Todos los niños y todas las niñas deberían tener derecho
a una plaza escolar pública
Todos los niños y todas las niñas deberían tener derecho
a una plaza escolar pública
Concluido el periodo ordinario de matriculación en los centros escolares, un año más, desde que se aplican las nuevas normas de escolarización, por cierto modificadas varias veces en cuatro años, no ha llovido al gusto de todos. Por unos motivos u otros muchas familias están descontentas con lo que les ha tocado en suerte.
En Pamplona, los padres y las madres que han querido matricular a sus hijos en el 1º ciclo de Educación Infantil en escuelas infantiles, se han encontrado con una carencia de plazas. No es de extrañar que se indignen y protesten. No hay plazas públicas suficientes para atender toda la demanda. Muchos niños y muchas niñas, casi 500, que se han quedado sin plaza en esta etapa educativa, verán retardado su acceso al sistema educativo. Además trabajadores y trabajadoras tendrán que buscar otras opciones para tener a sus hijos e hijas atendidos.

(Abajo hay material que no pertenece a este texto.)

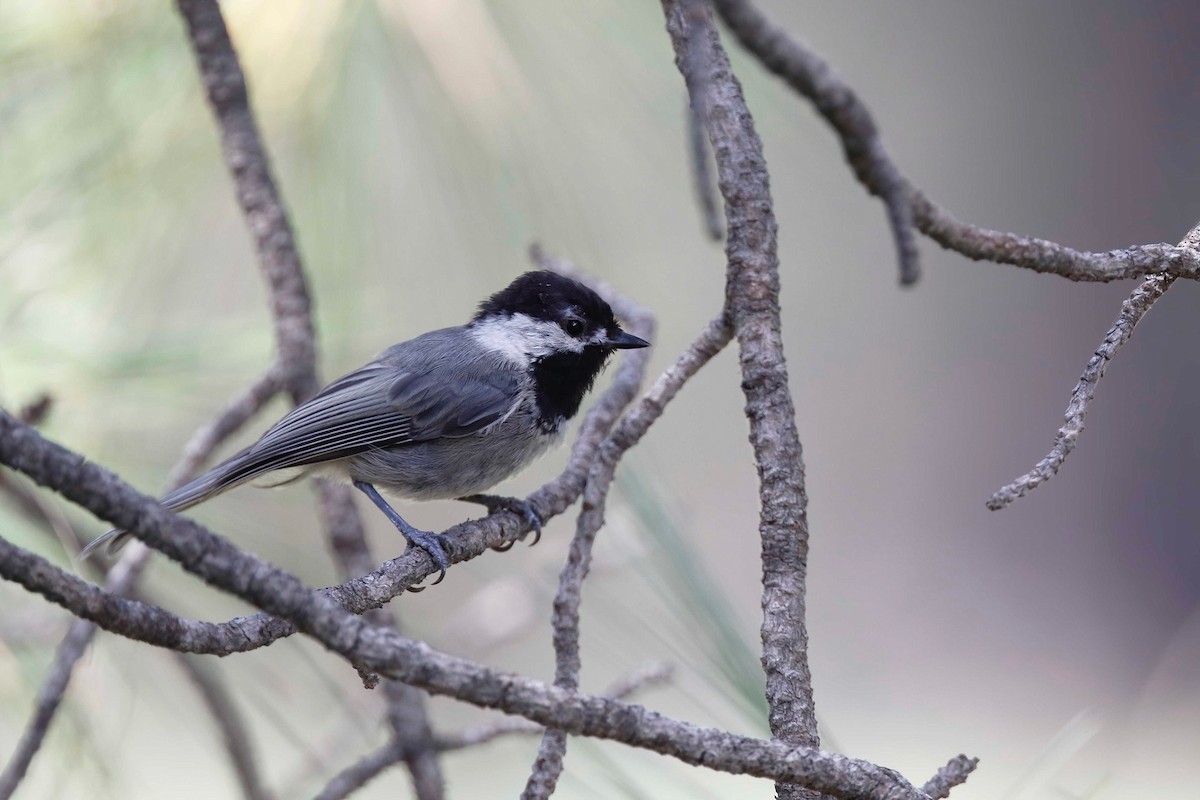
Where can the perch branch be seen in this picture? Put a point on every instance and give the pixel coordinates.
(383, 650)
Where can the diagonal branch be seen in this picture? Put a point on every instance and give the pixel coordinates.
(813, 77)
(407, 715)
(955, 773)
(279, 593)
(121, 579)
(549, 763)
(1133, 311)
(753, 310)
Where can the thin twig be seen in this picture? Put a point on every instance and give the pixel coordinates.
(1133, 311)
(475, 735)
(228, 720)
(121, 581)
(753, 311)
(649, 674)
(955, 773)
(565, 621)
(407, 714)
(702, 174)
(279, 258)
(281, 594)
(813, 77)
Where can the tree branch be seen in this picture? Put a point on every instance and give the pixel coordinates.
(281, 594)
(955, 773)
(810, 76)
(565, 620)
(228, 720)
(813, 77)
(1133, 311)
(753, 310)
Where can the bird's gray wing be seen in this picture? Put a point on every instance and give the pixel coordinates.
(378, 405)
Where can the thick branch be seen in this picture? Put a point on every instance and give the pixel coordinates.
(565, 621)
(813, 77)
(225, 566)
(244, 154)
(753, 310)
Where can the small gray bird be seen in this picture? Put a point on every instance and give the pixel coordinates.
(445, 415)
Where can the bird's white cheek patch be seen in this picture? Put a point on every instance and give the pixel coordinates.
(521, 337)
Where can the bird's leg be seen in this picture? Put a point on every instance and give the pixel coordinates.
(427, 541)
(495, 503)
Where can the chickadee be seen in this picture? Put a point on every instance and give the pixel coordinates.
(445, 415)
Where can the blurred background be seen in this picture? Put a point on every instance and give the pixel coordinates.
(421, 145)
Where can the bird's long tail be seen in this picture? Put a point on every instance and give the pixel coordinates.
(220, 479)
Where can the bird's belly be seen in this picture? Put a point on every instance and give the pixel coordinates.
(450, 468)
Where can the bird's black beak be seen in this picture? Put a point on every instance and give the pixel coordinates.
(623, 341)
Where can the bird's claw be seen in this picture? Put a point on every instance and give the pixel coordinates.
(495, 503)
(433, 546)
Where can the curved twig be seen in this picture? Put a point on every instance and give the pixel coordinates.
(1133, 311)
(753, 311)
(382, 650)
(549, 763)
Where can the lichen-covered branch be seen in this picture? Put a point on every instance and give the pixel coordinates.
(807, 72)
(565, 621)
(955, 773)
(753, 311)
(121, 579)
(385, 651)
(1133, 311)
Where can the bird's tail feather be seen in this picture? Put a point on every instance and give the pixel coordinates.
(217, 480)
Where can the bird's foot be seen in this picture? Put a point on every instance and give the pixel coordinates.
(435, 546)
(432, 543)
(525, 509)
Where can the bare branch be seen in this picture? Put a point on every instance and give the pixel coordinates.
(36, 411)
(281, 594)
(369, 768)
(753, 310)
(412, 734)
(228, 720)
(1133, 311)
(244, 154)
(121, 579)
(647, 675)
(565, 621)
(810, 76)
(954, 774)
(702, 174)
(814, 78)
(363, 771)
(49, 698)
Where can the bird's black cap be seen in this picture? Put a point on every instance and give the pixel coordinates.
(547, 295)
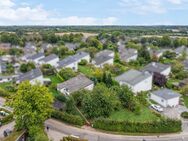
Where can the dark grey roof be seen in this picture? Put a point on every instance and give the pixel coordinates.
(75, 84)
(166, 94)
(30, 75)
(71, 59)
(35, 56)
(49, 58)
(133, 77)
(156, 67)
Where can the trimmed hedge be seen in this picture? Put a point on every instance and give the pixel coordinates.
(161, 126)
(184, 115)
(68, 118)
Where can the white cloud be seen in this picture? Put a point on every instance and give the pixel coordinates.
(150, 6)
(175, 1)
(24, 14)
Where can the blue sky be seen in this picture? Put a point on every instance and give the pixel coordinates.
(94, 12)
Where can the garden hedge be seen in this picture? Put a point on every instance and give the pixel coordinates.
(68, 118)
(161, 126)
(184, 115)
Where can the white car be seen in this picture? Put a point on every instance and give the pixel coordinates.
(157, 108)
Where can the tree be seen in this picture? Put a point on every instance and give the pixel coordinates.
(100, 103)
(32, 105)
(27, 67)
(47, 69)
(15, 51)
(127, 98)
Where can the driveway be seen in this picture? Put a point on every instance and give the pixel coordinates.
(175, 112)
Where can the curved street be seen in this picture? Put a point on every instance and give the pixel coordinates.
(59, 129)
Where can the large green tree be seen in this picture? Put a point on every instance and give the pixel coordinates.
(32, 106)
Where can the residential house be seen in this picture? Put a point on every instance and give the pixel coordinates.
(72, 61)
(72, 46)
(165, 97)
(51, 59)
(180, 50)
(35, 58)
(155, 67)
(34, 76)
(75, 84)
(138, 81)
(103, 57)
(127, 54)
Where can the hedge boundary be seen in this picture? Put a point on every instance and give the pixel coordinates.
(161, 126)
(68, 118)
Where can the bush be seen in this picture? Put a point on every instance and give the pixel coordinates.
(161, 126)
(184, 115)
(68, 118)
(83, 62)
(7, 119)
(4, 93)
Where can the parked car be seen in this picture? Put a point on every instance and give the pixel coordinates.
(7, 132)
(157, 108)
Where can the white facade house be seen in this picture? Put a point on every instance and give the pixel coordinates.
(136, 80)
(75, 84)
(34, 77)
(155, 67)
(102, 58)
(165, 97)
(72, 61)
(51, 59)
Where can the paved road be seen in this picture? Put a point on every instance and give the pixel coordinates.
(93, 135)
(7, 126)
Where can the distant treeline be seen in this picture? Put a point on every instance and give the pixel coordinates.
(133, 30)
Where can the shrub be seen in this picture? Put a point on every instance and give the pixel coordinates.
(83, 62)
(4, 93)
(184, 115)
(7, 119)
(161, 126)
(68, 118)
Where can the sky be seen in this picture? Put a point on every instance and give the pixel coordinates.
(94, 12)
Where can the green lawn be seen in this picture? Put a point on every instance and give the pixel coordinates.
(55, 80)
(4, 85)
(146, 115)
(13, 136)
(87, 70)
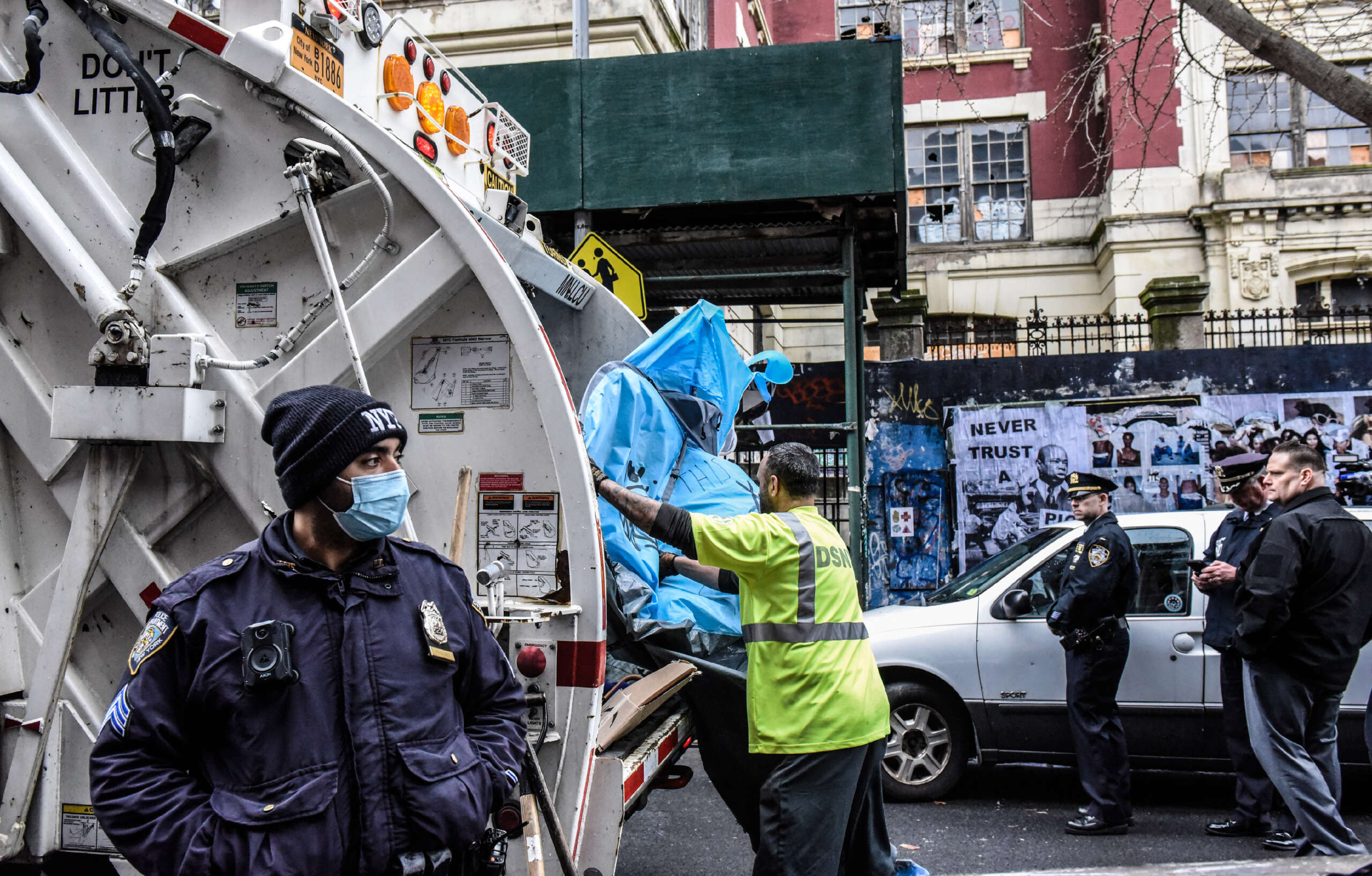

La dejadez del Ayuntamiento de Pamplona en este sentido es alarmante. Sin obviar segundas intenciones, parece que no interesan las necesidades y las demandas de los padres y las madres. No crece la red pública, al menos en Pamplona, y los centros concertados van ampliando sus aulas para atender al alumnado de 0 a 3 años. No es casual. Son opciones ideológicas que no permiten la igualdad de oportunidades a la hora de elegir centros. Unos pueden elegir y otros no.
Desde IUN/NEB consideramos que es imprescindible que se disponga de una red suficiente de plazas públicas para atender la demanda en el ciclo 0-3 años, desde la perspectiva de la educación y estimando que este recurso es imprescindible para una conciliación de la vida familiar y laboral.
En el 2º ciclo de educación infantil, también hay problemas. Las familias que residen en la gran zona de escolarización de Pamplona y comarca que han solicitado una plaza escolar en cualquiera de los centros de educación infantil y primaria de la misma, no ven cubiertas sus expectativas al no obtener plaza en el centro solicitado en primer lugar, ni a veces en el segundo o el tercero.
Como no podía ser de otra manera, la aplicación de los baremos de admisión no siempre discriminan por lo que se producen muchos empates. Los Consejo Escolares de cada centro de Educación Infantil y Primaria aplican, tal y como marca la norma, un criterio propio para dirimir la cuestión. En algunos centros realizan un sorteo para deshacer los empates o en otros aplican un criterio propio del centro como “ser antiguo alumno” y en otros centros otros criterios más. En fin, un guirigay de cuidado. Por ejemplo hay quien “se tira de los pelos” porque si hubieran pedido el centro de segunda opción como primero, hubieran obtenido plaza en el mismo. Otros que querían un centro concertado y les ha tocado uno público y hubieran preferido otro. Es comprensible que si uno tiene la libertad de elegir quiere hacerlo bien, aunque los límites de esa libertad no estén muy claros.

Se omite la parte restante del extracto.